How much does your client get? Let's say your client, age 55, contributes $100,000 to her university in return for a gift annuity. The university, in a standard contract, will announce what percentage of the $100,000 contribution your client will receive back each year. If the university uses the annuity rates suggested by the American Council on Gift Annuities (as most major charities do), the annuity for a gift made in 2006 by a 55-year old would be 5.5 percent of $100,000 each year, or $5,500. The annuity payment won't increase or decrease over time, so your client knows exactly what he or she will receive each year, and will never receive more than that amount.

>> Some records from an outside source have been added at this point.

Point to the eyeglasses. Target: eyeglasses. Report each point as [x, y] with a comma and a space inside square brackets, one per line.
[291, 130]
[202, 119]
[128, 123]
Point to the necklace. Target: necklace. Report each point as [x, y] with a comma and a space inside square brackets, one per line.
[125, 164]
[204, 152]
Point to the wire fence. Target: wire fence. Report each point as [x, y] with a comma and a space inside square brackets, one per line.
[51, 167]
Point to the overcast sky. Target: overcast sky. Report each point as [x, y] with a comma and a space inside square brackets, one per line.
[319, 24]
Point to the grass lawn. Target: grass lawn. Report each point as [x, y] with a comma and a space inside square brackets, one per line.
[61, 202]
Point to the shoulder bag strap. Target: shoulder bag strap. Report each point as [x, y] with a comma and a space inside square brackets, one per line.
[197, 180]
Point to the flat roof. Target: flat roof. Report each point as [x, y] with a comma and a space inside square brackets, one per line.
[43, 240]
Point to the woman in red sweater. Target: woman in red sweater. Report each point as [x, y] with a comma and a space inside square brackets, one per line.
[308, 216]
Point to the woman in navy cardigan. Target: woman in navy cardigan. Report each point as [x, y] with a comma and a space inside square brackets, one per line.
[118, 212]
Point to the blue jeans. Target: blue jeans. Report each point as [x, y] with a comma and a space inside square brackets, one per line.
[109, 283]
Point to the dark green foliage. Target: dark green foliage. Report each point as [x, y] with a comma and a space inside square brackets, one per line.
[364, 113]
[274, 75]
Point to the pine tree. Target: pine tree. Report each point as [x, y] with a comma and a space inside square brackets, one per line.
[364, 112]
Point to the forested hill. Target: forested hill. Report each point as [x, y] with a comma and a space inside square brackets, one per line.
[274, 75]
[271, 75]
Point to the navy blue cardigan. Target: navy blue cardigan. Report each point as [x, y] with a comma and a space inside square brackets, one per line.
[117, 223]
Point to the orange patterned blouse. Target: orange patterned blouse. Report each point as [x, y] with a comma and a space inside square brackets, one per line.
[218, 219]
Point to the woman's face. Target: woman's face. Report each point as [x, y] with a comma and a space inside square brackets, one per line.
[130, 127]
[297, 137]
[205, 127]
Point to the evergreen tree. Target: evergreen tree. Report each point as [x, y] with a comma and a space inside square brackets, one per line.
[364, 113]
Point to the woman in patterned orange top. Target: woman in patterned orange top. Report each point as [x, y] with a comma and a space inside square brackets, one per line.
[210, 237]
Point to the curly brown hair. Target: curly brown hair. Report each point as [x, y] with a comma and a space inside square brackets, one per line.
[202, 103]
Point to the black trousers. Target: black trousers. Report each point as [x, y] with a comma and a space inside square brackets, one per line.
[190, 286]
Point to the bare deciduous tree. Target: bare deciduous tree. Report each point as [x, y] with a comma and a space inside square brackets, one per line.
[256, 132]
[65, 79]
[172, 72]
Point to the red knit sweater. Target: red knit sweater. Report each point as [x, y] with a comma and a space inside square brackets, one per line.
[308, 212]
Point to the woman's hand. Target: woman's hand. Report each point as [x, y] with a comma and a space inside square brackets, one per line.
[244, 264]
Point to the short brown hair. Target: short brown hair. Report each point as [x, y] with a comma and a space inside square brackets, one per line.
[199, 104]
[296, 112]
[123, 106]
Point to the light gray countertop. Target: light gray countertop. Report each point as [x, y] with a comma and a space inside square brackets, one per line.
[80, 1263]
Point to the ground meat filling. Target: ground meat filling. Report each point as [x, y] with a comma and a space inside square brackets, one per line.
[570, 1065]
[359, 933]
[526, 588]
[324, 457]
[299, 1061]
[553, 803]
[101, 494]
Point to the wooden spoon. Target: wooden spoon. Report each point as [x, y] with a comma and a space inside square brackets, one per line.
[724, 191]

Often, the annuity rates that apply to gift annuities (such as the American Council on Gift Annuities' current rates of 5.5 percent for a 55-year old, 7.1 percent for a 75-year old, or 8.5 percent for an 82-year old) are higher than your client could earn on funds held in a savings account, CD or conservative mutual fund. Your client should always remember, though, that they have given the principal away to the charity, and they cannot retrieve it if it is needed later.
Tax consequences
There are several tax consequences of a gift annuity. First, your client will be entitled to an income tax deduction equal to the difference between the contributed amount and the present value of the annuity that she will receive. Of course, the amount of the deduction that she may actually use is dependent upon certain restrictions or limitations, all known to you as the client's tax advisor. Also, the annuity payments that your client receives will be subject to income tax, taking into account that a portion of the annuity payments are considered tax-free returns of the contribution. Last, if your client used appreciated assets to make the contribution, the purchase of the annuity is considered a sale of the appreciated property for less than fair market value, and it is therefore subject to the bargain sale rules. Any gain recognized as a result will be reported on a pro rata basis over your client's lifetime, as they receive their annuity payments.
Conclusion
While both of these techniques are fairly straightforward, there are more details to explore, and other tax and legal consequences that must be discussed before she makes her final decision to proceed. You may want to arrange one or more meetings for your client with the community foundation or charity that will be involved in the gift, to gather all of the information your client needs to make her decision.
But if your client uses one of these techniques and she's happy with it, both for tax and for charitable reasons, you could be a hero!